I removed the pump from the engine, a task that necessitated the removal of the secondary fuel filter mount for access to the fasteners that hold the pump to the engine due to the tight clearance between the engine and the hull.  The entire removal process took almost three hours even though detaching the pump itself really only required removal of two bolts and two hoses.  Tight quarters slowed the work considerably, though now I know the process and could do it again in an hour–still longer than I would like if I ever had to repair the pump under emergency conditions.

Once the pump was out and the cover removed I could see that it was a good thing that I had finally undertaken this project because I discovered the broken vane that can be seen in the first picture in this post.  The pump was very close to total failure!  Luckily I caught it before it lost any pieces, as broken pieces from the failed vane would have caused quick failure of the remaining vanes as they were pushed around inside the pump.  They eventually would have broken into pieces small enough to pass into the engine where they could have become lodged in the cooling passages and caused further cooling problems.

I completely cleaned and rebuilt the pump, replacing the leaky shaft seals that had been the original source of concern, and also the defective impeller.  That impeller was supposed to have been new when I bought the boat.  The previous owner told me that he had asked a mechanic to replace it.  I find it hard to believe that a new impeller only lasted 150 hours!  Anyway, now I know for sure that all of the important parts of that pump are new and I will sail from here with some additional peace of mind.

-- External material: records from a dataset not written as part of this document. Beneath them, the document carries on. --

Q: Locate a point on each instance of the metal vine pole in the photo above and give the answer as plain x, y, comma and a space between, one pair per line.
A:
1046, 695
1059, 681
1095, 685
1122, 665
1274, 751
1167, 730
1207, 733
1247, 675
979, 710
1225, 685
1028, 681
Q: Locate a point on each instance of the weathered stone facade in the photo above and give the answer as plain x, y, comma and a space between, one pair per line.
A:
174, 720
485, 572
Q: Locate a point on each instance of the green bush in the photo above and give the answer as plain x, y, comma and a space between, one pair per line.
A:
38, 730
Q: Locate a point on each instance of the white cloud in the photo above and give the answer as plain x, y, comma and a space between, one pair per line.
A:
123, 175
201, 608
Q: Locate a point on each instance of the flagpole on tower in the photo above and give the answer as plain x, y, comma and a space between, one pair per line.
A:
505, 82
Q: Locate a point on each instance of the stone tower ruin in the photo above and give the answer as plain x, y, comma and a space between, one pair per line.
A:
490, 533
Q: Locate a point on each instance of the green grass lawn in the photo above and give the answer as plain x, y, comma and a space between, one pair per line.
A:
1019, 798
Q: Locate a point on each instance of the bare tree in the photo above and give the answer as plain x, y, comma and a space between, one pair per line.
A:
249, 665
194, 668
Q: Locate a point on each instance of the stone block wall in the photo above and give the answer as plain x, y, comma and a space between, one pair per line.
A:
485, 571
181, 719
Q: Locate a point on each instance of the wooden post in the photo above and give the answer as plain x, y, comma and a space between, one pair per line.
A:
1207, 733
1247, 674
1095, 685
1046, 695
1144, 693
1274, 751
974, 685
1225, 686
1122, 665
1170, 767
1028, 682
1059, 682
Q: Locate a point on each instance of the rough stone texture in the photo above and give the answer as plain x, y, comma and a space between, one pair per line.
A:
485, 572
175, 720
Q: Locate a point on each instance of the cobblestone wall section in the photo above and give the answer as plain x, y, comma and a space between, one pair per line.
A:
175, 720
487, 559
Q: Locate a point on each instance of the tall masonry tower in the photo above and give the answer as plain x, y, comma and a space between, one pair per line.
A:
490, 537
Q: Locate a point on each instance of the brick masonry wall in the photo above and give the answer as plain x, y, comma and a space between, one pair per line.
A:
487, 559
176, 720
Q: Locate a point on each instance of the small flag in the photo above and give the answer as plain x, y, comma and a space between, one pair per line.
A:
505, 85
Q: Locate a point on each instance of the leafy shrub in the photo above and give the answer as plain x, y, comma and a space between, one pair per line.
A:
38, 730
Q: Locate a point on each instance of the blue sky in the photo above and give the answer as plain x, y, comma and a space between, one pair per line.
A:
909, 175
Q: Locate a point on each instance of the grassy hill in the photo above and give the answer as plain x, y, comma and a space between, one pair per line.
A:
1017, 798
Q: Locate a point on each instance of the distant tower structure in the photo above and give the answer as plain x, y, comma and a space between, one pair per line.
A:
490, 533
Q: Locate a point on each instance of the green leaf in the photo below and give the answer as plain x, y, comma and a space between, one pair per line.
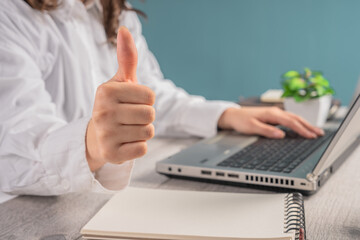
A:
319, 80
321, 91
307, 72
291, 74
296, 83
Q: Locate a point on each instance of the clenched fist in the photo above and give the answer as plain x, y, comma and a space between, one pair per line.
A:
122, 113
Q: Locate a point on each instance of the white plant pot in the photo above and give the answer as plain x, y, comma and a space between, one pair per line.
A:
314, 111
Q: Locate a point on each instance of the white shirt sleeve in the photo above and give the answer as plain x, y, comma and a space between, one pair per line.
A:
40, 153
177, 113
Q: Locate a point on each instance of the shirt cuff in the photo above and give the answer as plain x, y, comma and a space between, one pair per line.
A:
201, 117
65, 152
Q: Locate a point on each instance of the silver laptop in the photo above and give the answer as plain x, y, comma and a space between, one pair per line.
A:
293, 162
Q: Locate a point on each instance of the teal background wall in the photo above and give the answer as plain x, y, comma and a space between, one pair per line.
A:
224, 49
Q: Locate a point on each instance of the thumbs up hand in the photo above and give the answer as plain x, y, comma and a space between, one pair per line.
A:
122, 112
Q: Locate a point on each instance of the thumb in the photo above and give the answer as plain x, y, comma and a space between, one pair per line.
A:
267, 130
126, 56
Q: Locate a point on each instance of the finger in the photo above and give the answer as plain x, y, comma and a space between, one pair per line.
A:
306, 124
134, 114
278, 116
125, 93
266, 130
121, 153
133, 133
126, 56
294, 124
129, 151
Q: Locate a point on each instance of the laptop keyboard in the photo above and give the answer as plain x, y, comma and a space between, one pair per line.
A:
276, 155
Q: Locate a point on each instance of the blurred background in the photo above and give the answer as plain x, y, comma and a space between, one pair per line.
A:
230, 48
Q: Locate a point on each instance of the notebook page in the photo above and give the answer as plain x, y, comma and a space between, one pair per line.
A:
164, 214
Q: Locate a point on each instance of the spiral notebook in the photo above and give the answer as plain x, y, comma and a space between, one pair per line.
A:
137, 213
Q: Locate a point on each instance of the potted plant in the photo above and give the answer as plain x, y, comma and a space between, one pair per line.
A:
308, 94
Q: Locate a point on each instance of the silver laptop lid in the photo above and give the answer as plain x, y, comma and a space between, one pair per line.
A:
347, 133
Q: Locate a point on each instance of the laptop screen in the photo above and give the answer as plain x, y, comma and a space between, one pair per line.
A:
347, 133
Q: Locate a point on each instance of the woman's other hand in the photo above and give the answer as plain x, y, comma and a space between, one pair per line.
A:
260, 121
123, 114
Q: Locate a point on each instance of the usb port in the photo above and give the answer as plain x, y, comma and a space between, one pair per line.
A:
232, 175
204, 172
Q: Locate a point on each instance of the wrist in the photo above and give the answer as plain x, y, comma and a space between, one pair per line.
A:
92, 153
225, 120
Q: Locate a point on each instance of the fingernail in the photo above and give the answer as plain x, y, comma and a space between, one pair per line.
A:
321, 132
279, 134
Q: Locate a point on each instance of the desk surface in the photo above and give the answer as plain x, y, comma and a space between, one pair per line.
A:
331, 213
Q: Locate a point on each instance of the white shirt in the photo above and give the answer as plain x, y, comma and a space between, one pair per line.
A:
51, 64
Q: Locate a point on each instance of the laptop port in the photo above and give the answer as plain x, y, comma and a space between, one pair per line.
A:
204, 172
232, 175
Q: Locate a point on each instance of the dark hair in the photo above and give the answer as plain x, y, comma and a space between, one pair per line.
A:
111, 12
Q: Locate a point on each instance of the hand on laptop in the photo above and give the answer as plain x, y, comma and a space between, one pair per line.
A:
260, 121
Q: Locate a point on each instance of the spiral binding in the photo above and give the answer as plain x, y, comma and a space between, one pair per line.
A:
294, 219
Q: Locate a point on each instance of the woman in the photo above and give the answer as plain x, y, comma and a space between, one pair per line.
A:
67, 123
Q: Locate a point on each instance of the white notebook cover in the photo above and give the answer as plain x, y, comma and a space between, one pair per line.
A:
168, 214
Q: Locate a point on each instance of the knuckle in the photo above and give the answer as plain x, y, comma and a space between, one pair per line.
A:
140, 149
107, 153
149, 114
149, 96
103, 90
103, 135
274, 110
149, 131
100, 116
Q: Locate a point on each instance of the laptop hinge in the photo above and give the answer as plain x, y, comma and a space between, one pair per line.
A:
311, 177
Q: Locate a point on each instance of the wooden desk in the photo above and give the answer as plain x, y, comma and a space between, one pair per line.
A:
331, 213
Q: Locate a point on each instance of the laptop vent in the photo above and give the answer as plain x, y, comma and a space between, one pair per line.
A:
278, 181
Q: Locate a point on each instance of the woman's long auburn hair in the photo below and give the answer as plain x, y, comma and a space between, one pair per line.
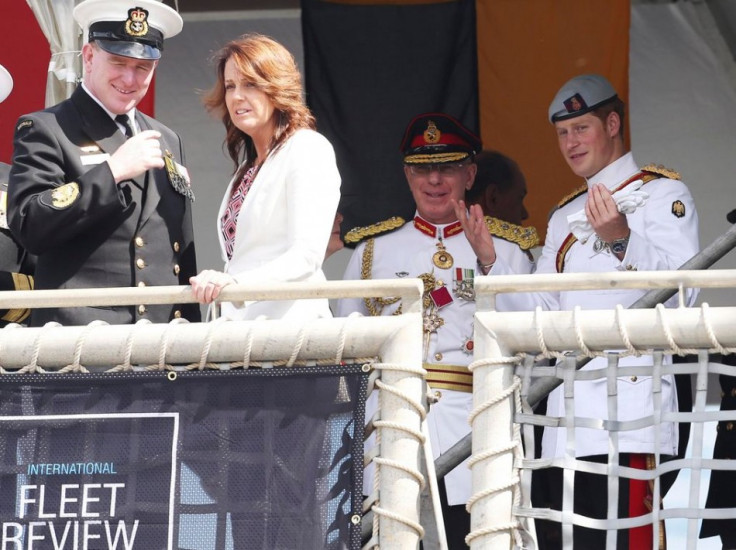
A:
271, 68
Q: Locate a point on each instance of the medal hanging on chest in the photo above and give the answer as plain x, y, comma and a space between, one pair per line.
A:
442, 258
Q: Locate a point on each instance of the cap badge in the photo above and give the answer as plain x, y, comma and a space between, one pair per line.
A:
432, 134
575, 103
136, 24
678, 209
63, 196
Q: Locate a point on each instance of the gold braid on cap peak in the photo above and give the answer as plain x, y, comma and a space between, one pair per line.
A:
357, 234
662, 171
433, 158
525, 237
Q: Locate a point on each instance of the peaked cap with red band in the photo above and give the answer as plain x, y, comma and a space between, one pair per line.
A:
436, 138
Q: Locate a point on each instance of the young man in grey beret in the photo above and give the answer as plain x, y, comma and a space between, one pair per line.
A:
623, 218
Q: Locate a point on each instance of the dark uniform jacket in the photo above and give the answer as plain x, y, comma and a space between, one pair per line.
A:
86, 231
16, 266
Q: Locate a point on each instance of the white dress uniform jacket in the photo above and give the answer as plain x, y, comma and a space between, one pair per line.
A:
407, 252
284, 225
664, 235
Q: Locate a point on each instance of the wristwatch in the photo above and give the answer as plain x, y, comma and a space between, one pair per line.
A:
618, 246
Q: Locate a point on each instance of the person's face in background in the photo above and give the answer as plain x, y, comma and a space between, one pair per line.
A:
250, 109
507, 204
335, 243
119, 82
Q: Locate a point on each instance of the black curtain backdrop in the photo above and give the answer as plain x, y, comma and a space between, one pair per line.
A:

So, my impulse decision to look into something that wasn’t really on the agenda for that day possibly saved me from some future disaster.  That pump could have failed while I was approaching a bridge with a strong tail current, or when I was trying to leave a harbor with the wind setting me onto a deadly breakwater…  I can let my imagination run wild on that one.  Maybe an even happier development was the friendly group of people that I met when I took the boat out to test the repairs, but that is a whole other story!

Made it to Marco Island

Birds on the Beach-Marco Island, FL

I thought that I knew what Florida was like.  I had been up and down the east coast by car as far south as Key Largo, and had made a couple of trips around the Orlando area to visit my grandmother and to go flying at Quest air park, so I thought that I had a good grip on the “feel” of Florida before starting out across Mobile Bay from Dog River to travel down the west coast of Florida on the Gulf ICW.  I figured that the coast would all be low and muddy, that there would be plenty of retirement communities and trailer parks, and that the water would be shallow.  I was right about most of those things, but the “feel” of the west coast of Florida is distinctly different than that of the east coast.

The east coast of Florida draws people from the east coast of the northern states, and from other big cities.  It has a big-city feel.  The people remind me of New England.  It is bustling and commercial and filled with traffic.  When I lived in Georgia and used to drive south to visit some of the coastal Florida towns on the weekend I used to think that I could go no farther south than Georgia because once I crossed the Florida border I was back up north again.

The Gulf coast, however, is a bit quieter.  It seems that most of the people who winter over or vacation on the west coast of Florida come from the midwest section of the US, and bring with them their midwest mannerisms, accents, and attitudes.  I feel more likely to randomly strike up a conversation with friendly strangers here on the west coast than out east.  The towns are less bustling and more laid-back, which makes me feel more at ease.  All in all, the west coast has been a very pleasant surprise and I hope to visit again.

Some Floridian details are the same on both coasts to remind me that I am still in Florida, such as the large back-lit street signs, and loads of retirees, or “Q-tips” (for their white hair and white sneakers), as a friend of mine likes to call the seas of oldsters in the Retirement, I mean Sunshine State.